Additionally, racism has absolutely played a role within the church, and still does today. In June of 2020, Atlanta megachurch pastor Louie Giglio said slavery was a “blessing” for white people while speaking on a a racial reconciliation panel at Passion City Church in Atlanta, GA. (The Washington Post & Bailey, 2020) Any kind of intolerance and bigotry that is allowed within a community contributes to violence against the marginalized. Dr, Jameta Nicole Barlow, PhD, MPH, of the American Psychological Association, writes “African American women are at disproportionate risk of sexual violence.” (American Psychological Association & Barlow, 2020) 

Rev. Dr. Colleen Carroll and her church, South Joplin Christian Church, are a good example of how churches can be proactive in creating a safe place for women through both policy and culture. Rev. Dr. Carroll says SJCC follows “denominational guidelines” in establishing policies that protect against sexual violence, using small committees to uphold the guidelines, oversee screening and training of church volunteers, and monitor the ongoing safety of members, especially children and youth.” 

Beyond policy, Rev. Dr. Carrol says that “part of empowering women in our congregation is done by example, as both our pastoral staff are women, and more than half of our leadership (including elders and elected board members) are women.” She advises that churches looking to take action and adopt better practices of protecting and empowering women begin with open dialogue where “women are given equal space and decision-making power.” South Joplin Christian Church’s welcome statement identifies a commitment to equality. “We discuss this constantly… Beyond discouraging prejudice, we actively encourage diversity as a strength and an asset.” 

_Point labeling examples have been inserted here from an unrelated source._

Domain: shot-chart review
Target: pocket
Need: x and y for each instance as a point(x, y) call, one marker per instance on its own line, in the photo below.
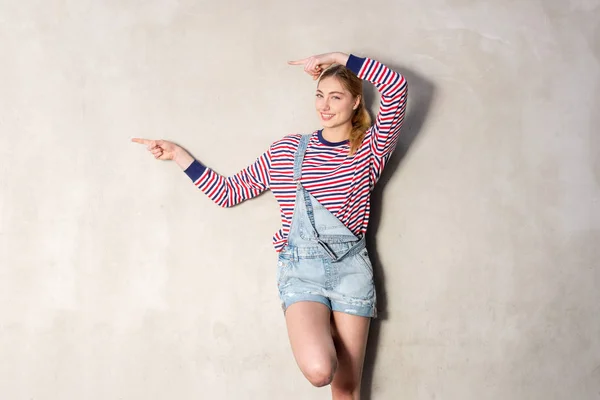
point(284, 264)
point(362, 258)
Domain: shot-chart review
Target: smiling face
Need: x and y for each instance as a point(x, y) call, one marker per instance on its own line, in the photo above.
point(335, 104)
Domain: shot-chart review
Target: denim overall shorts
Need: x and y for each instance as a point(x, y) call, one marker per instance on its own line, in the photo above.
point(323, 261)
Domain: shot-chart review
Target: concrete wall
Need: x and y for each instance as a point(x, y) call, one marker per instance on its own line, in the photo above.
point(119, 280)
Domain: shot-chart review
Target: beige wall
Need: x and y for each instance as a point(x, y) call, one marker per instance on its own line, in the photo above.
point(119, 280)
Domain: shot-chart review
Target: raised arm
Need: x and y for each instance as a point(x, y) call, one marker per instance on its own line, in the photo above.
point(225, 191)
point(393, 89)
point(229, 191)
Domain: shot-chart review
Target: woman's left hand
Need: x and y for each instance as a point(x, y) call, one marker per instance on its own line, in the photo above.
point(315, 65)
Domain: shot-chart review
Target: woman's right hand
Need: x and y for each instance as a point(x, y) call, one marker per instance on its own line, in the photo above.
point(165, 150)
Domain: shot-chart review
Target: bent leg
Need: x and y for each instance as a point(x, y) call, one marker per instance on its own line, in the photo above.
point(309, 330)
point(350, 333)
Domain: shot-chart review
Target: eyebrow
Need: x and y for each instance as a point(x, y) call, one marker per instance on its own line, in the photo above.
point(319, 90)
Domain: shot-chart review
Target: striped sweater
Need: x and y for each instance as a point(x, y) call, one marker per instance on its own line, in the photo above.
point(340, 182)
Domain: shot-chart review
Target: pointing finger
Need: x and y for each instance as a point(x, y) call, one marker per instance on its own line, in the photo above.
point(140, 140)
point(298, 62)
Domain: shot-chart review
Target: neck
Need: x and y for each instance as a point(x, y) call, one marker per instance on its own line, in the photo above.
point(338, 133)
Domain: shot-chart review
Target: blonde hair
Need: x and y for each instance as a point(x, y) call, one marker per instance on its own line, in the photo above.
point(361, 120)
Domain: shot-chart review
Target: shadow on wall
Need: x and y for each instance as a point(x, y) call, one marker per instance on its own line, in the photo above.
point(420, 98)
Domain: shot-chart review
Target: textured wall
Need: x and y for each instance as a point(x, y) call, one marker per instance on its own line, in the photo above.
point(119, 280)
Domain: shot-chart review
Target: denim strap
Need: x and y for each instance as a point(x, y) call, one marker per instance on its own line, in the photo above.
point(299, 156)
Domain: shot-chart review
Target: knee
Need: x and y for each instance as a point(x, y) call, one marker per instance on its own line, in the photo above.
point(320, 374)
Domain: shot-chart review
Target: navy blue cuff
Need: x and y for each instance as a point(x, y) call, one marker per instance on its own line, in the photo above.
point(355, 63)
point(195, 170)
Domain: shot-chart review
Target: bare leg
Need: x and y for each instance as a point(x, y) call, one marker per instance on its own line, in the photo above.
point(350, 334)
point(309, 330)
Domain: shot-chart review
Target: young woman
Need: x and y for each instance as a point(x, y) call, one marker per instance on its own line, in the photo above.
point(322, 182)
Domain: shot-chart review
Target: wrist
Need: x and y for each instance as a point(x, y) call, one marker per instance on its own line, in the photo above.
point(341, 58)
point(182, 158)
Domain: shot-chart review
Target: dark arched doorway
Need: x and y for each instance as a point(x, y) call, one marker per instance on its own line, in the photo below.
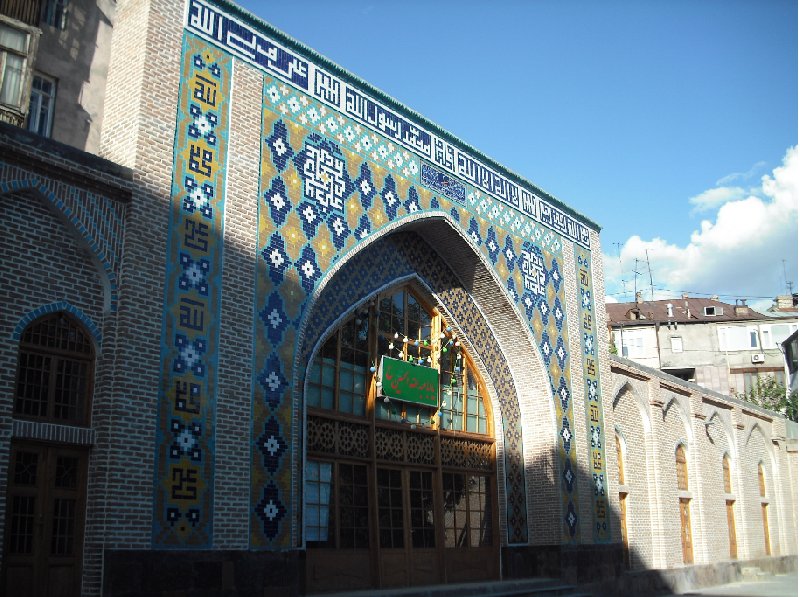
point(400, 472)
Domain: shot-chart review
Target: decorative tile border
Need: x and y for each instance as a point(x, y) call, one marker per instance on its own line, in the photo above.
point(594, 405)
point(184, 471)
point(274, 58)
point(339, 167)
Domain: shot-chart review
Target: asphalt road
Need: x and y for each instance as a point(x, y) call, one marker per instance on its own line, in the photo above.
point(781, 585)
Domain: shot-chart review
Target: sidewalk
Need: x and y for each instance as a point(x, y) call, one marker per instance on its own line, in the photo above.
point(780, 585)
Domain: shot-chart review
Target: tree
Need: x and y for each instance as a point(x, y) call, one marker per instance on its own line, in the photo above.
point(769, 393)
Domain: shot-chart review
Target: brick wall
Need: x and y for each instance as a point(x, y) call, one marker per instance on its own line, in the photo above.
point(710, 426)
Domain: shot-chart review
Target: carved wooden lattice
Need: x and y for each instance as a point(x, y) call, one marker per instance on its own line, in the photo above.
point(389, 445)
point(338, 437)
point(466, 453)
point(420, 449)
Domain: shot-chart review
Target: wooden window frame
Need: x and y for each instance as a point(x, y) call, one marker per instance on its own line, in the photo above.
point(54, 357)
point(726, 474)
point(402, 346)
point(682, 468)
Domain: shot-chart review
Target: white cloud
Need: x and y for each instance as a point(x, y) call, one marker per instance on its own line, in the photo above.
point(715, 197)
point(739, 253)
point(725, 180)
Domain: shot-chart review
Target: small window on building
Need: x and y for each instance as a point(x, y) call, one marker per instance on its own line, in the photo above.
point(54, 375)
point(681, 468)
point(13, 58)
point(54, 13)
point(43, 101)
point(726, 473)
point(753, 338)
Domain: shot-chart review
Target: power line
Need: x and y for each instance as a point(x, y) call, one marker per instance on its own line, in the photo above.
point(691, 292)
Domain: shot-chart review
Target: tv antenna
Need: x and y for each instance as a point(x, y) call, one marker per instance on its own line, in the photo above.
point(789, 285)
point(649, 271)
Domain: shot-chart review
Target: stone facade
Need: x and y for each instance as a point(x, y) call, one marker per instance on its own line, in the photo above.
point(251, 196)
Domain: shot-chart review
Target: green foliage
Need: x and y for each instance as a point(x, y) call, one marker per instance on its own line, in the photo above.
point(770, 393)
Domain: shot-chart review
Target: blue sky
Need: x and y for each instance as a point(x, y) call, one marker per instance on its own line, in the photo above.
point(656, 119)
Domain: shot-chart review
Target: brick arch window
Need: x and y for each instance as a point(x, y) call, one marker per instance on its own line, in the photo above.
point(55, 371)
point(726, 473)
point(681, 468)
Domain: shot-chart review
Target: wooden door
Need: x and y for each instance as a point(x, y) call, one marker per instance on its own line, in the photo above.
point(686, 531)
point(623, 523)
point(44, 520)
point(765, 518)
point(406, 528)
point(731, 529)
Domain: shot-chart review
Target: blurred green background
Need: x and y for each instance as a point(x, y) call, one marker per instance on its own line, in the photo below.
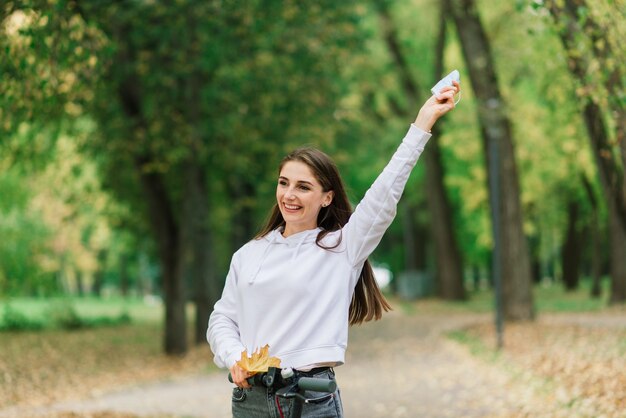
point(139, 142)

Another highlight of SJCC’s welcome statement is it’s expression of the church’s belief that “questions, discoveries and conversations” are important for their collective faith journey. It is not uncommon for churches discourage questioning of faith or straying from religious tradition. This opens a dangerous doorway to sexual violence goin unnoticed. Historically, the church’s patriarchal design has openly ranked women below men, ultimately reducing their credibility and respect within the church. When someone’s credibility is wrongfully taken from them, they become vulnerable to abuse. With nowhere to turn for support, the options a victim has after being assaulted are often nonexistent. 

Women deserve better from the church. With such high population statistics, it is unlikely that the church is going away, and therefore, it must be reformed. Until women are equally respected, protected, and represented within the church, it will not be a safe place for them. No person should accept anything less from their religious community. Churches should be looking into immediate leadership training on sexual violence, as well as sexism and racism, both of which fuel sexual violence. The issue of women’s rights is not a political one; everyone should champion the equal rights of all. The alternative is to support or be complicit in a society that encourages violence.